En cette chaude fin d’été où, par les fenêtres ouvertes, j’entends toute la vie de mon quartier, je ne peux m’empêcher d’avoir une bonne pensée pour Me Adrian Popovici, qui écrivit un jour un fabuleux article sur les troubles de voisinage.

En effet, je suis toujours restée marquée par «La poule et l’homme : sur l’article 976 C.c.Q.» ([1997] Revue du Notariat 214-254), qui m’a fait le plus grand bien lors de sa lecture même si son sérieux ne saurait être remis en doute (il a été cité jusqu’en Cour suprême du Canada).

Vous ne me croyez pas? Citations choisies!

Le professeur de l’Université de Montréal cite d’abord un arrêt de la Cour d’appel française:

«Attendu que la poule est un animal anodin et stupide, au point que nul n’est encore parvenu à le dresser, pas même un cirque chinois; que son voisinage comporte beaucoup de silence, quelques tendres gloussements, et des caquètements qui vont du joyeux (ponte d’un œuf) au serein (dégustation d’un ver de terre) en passant par l’affolé (vue d’un renard); que ce paisible voisinage n’a jamais incommodé que ceux qui, pour d’autres motifs, nourrissent du courroux à l’égard des propriétaires de ces gallinacés; que la cour ne jugera pas que le bateau importune le marin, la farine le boulanger, le violon le chef d’orchestre, et la poule un habitant du lieu-dit La Rochette, village de Salledes (402 âmes) dans le département du Puy-de-Dôme.»

Il enchaîne:

 «Il est certain que l’état de voisinage est un potentiel nid à chicanes. Notre droit à l’instar du droit français, qui a pondu le concept de troubles anormaux du voisinage, connaît maintenant de façon officielle le devoir d’accepter les inconvénients normaux du voisinage : article 976, déjà couvé par une abondante jurisprudence, initiée par nos juges les plus huppés.» […]
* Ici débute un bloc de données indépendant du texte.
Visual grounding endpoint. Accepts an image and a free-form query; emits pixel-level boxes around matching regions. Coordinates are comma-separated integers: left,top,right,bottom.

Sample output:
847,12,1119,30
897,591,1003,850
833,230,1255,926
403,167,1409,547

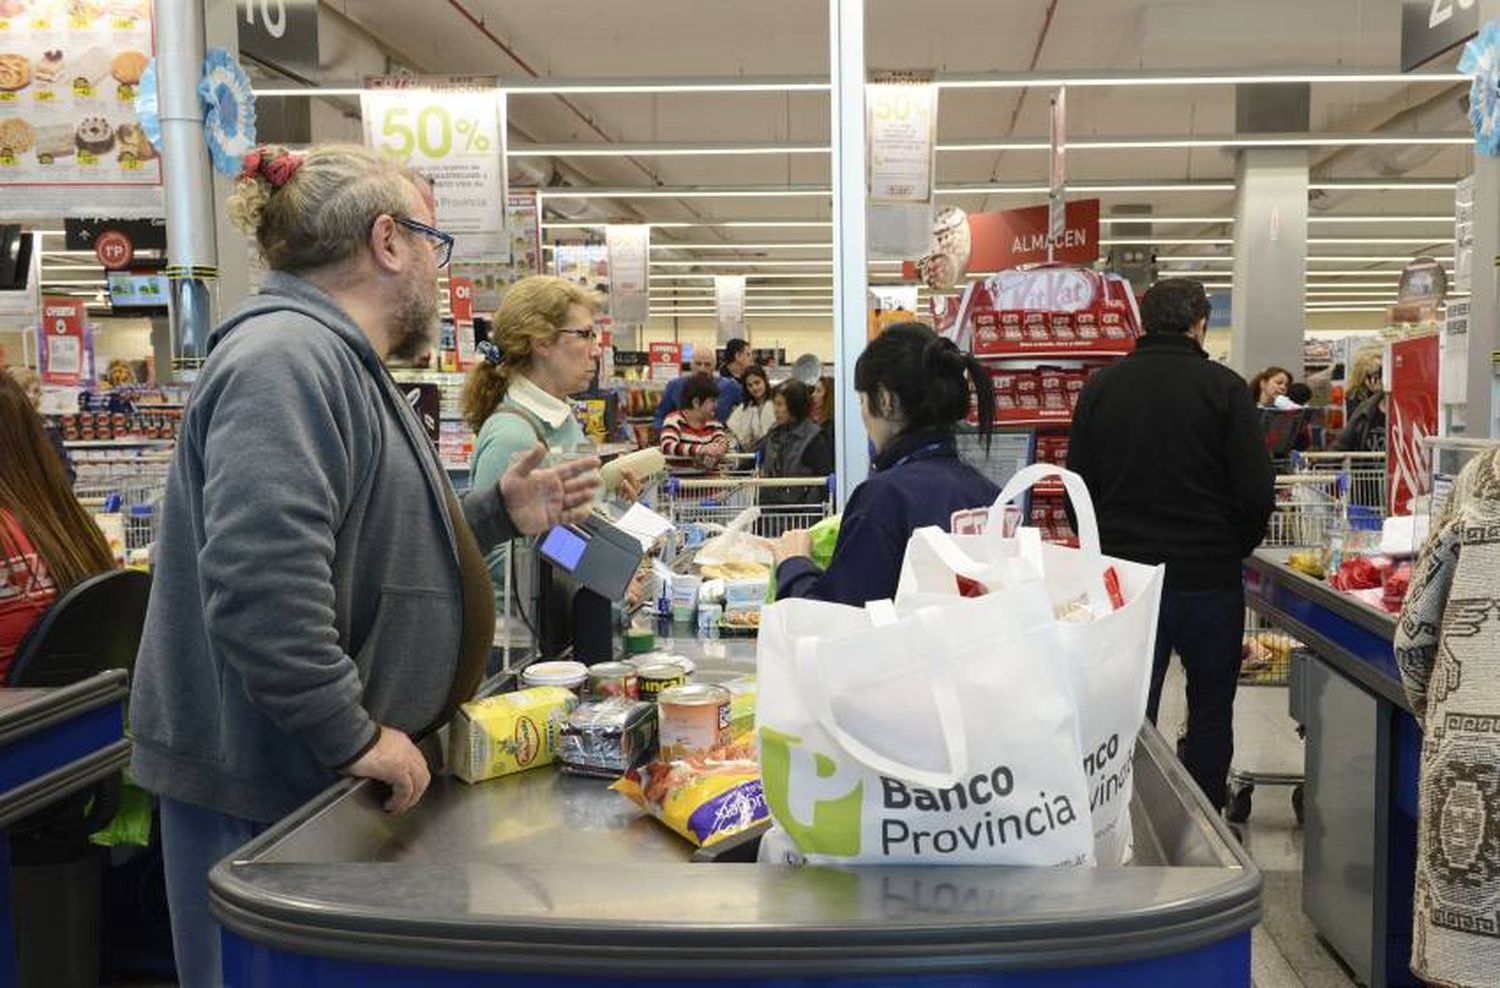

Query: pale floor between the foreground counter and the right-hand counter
1160,664,1358,988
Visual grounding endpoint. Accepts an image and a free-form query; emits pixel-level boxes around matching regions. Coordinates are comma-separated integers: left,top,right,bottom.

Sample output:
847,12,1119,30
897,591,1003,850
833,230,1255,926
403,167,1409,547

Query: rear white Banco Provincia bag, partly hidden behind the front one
896,463,1166,865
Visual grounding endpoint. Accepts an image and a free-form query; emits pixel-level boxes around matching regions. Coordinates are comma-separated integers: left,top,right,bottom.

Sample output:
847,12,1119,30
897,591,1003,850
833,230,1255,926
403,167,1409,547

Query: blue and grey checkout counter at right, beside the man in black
1245,549,1422,987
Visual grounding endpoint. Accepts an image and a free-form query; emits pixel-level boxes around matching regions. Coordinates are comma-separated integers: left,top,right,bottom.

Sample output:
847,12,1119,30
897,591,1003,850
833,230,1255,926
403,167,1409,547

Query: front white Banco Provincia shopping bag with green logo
756,586,1094,865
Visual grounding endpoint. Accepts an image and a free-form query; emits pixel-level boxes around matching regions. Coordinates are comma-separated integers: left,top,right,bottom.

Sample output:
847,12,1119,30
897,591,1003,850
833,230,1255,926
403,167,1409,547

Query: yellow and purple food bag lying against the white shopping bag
611,759,767,847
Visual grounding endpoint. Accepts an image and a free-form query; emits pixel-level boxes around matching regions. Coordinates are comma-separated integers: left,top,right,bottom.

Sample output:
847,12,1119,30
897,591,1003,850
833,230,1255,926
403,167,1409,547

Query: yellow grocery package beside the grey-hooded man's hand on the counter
449,687,578,783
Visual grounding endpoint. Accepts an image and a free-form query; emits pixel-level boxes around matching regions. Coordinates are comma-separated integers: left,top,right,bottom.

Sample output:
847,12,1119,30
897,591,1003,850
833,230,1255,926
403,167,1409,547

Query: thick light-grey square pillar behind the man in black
1229,147,1308,378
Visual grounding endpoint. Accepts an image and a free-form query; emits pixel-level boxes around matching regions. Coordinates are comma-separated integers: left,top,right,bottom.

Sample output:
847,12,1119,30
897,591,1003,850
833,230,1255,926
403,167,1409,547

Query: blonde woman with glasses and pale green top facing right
462,274,641,501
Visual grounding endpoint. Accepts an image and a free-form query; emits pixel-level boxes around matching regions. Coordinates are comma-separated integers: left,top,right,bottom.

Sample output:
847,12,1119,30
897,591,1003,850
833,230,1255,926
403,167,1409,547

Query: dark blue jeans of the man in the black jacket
1146,588,1245,810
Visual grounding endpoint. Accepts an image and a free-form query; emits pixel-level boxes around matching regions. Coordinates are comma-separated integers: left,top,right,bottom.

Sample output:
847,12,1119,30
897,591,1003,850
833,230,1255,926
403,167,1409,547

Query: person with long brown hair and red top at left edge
0,375,114,684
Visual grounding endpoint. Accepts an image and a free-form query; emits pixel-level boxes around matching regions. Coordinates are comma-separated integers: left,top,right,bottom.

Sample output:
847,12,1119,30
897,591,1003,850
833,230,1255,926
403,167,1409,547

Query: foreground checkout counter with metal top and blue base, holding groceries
210,627,1260,988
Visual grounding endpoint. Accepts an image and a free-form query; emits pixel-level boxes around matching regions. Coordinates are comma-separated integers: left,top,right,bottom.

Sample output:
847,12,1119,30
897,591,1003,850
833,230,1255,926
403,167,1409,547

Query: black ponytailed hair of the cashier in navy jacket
854,322,995,442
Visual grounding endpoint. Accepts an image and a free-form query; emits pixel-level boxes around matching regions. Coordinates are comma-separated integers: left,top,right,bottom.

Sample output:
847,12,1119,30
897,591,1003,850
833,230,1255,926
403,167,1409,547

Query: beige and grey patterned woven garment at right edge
1395,447,1500,988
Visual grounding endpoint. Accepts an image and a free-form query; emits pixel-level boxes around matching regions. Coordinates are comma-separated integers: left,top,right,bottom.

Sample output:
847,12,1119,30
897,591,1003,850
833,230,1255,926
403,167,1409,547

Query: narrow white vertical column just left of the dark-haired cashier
828,0,870,511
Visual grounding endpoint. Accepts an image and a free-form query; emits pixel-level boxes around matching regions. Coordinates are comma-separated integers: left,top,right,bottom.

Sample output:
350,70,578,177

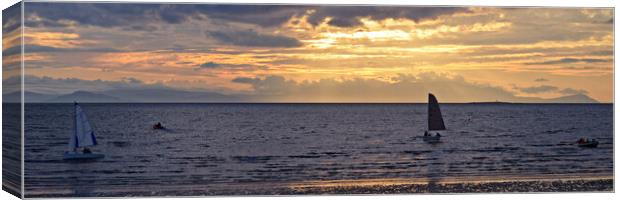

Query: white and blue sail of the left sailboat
69,103,97,151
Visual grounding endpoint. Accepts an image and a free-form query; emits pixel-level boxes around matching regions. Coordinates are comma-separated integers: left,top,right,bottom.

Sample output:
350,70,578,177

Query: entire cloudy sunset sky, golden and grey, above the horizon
3,2,614,102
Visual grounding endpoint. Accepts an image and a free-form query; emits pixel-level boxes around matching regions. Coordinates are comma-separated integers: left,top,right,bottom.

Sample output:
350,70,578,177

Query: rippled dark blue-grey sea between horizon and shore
24,103,614,197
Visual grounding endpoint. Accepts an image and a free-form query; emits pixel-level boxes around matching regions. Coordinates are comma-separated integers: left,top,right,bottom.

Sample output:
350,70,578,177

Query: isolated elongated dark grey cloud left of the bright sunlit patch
207,30,301,47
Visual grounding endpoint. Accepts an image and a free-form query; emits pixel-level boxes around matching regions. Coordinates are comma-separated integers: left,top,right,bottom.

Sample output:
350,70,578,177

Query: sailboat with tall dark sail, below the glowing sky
423,93,446,143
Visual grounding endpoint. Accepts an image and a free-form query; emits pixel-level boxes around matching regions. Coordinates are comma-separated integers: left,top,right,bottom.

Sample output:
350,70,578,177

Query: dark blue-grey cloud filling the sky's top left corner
26,2,306,28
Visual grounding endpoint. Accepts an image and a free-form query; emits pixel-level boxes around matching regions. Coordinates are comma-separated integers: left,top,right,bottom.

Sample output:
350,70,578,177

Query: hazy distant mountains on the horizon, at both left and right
2,89,599,103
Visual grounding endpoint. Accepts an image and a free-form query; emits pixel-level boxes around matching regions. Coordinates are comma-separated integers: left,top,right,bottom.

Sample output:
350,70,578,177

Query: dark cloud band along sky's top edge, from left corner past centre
27,2,469,27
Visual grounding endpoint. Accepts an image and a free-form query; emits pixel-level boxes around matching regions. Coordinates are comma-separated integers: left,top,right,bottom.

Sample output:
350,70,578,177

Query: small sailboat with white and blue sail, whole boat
63,102,105,161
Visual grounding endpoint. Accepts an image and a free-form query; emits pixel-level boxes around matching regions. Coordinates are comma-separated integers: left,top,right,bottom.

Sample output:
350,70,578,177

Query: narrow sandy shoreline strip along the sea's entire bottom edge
26,176,614,198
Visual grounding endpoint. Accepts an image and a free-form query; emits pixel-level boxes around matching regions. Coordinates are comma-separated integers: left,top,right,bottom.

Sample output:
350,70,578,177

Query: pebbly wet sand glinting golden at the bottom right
284,174,613,194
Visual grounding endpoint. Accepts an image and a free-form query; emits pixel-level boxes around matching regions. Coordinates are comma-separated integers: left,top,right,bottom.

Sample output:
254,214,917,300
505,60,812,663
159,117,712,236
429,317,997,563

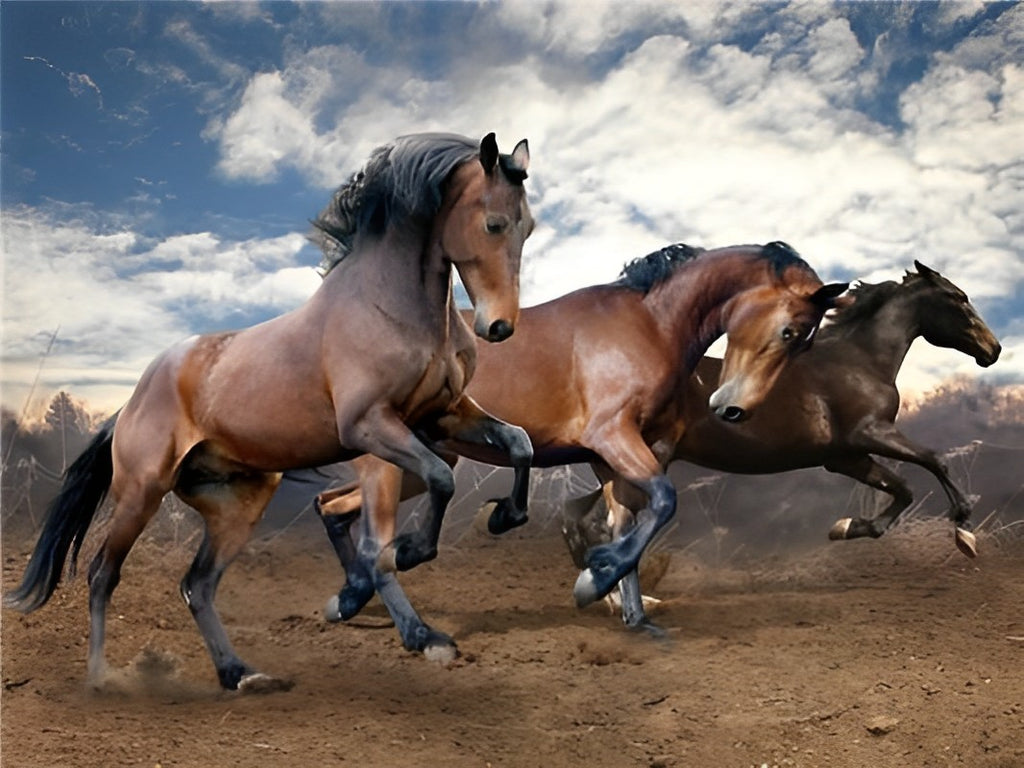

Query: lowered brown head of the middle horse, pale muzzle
709,262,847,422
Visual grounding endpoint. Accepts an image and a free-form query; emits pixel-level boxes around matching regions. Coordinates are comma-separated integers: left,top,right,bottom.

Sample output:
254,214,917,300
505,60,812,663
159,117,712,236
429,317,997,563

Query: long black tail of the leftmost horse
3,415,118,613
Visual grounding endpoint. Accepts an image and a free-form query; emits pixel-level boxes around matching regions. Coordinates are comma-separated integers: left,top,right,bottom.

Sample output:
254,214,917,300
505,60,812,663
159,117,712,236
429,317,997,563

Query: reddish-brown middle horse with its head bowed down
317,243,847,652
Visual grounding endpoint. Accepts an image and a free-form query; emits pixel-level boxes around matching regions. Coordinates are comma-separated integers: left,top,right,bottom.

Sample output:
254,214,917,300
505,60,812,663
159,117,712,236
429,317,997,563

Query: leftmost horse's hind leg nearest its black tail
88,485,164,687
«La jurisprudence a affirmé à plusieurs reprises qu’il s’agissait là d’une responsabilité sans faute, de la Cour d’appel, aux plus basses cours.» […]

«Le nouvel article 976 […] est destiné à susciter des prises de bec polies entre auteurs.» […]

«Mais la théorie du risque a perdu plus que des plumes» […]

«Justement les poules ne sont-elles pas des animaux, bêtes de surcroît ?» […]

«[…] la victime des gallinacés pourrait aussi invoquer en sa faveur l’article 1465 : la poule est juridiquement une chose, c’est à dire un “bien”. C’est son fait autonome qui cause le préjudice au voisin aviphobe. L’aviculteur, même amateur, devra donc réparer le préjudice causé par ses fort dynamiques poules, à moins qu’il prouve n’avoir commis aucune faute […] Si l’on ne peut mettre de couches aux abeilles, peut-on en mettre aux poules et rabattre leur caquet au moyen de mini-muselières ?» […]

«Juridiquement l’homme est donc bien protégé contre la poule. Trop peut-être. Il resterait à invoquer la Constitution canadienne; mais les poules ne sont point des animaux migrateurs…» […]

«On nous permettra, pour illustrer notre pensée, de passer non pas du coq à l’âne, mais de la poule au chien, en soulignant la différence entre les trois situations suivantes :

    • le chien qui aboie;
    • le chien qui aboie souvent;
    • le chien qui mord (les poules n’ayant pas encore de dents).» […]

«L’interprète se doit d’abord d’être prudent et de ne pas perdre pied (de poule : pfui!).»

«On comprend les désarrois de l’interprète [de l’article 976] face aux superfétations de la codification : une poule n’y retrouverait pas ses poussins. Est-ce le justiciable qui deviendra le dindon de la farce ?»

Quoi, vous n’avez pas gloussé de rire? En tout cas, ça vous aura au moins fait sourire.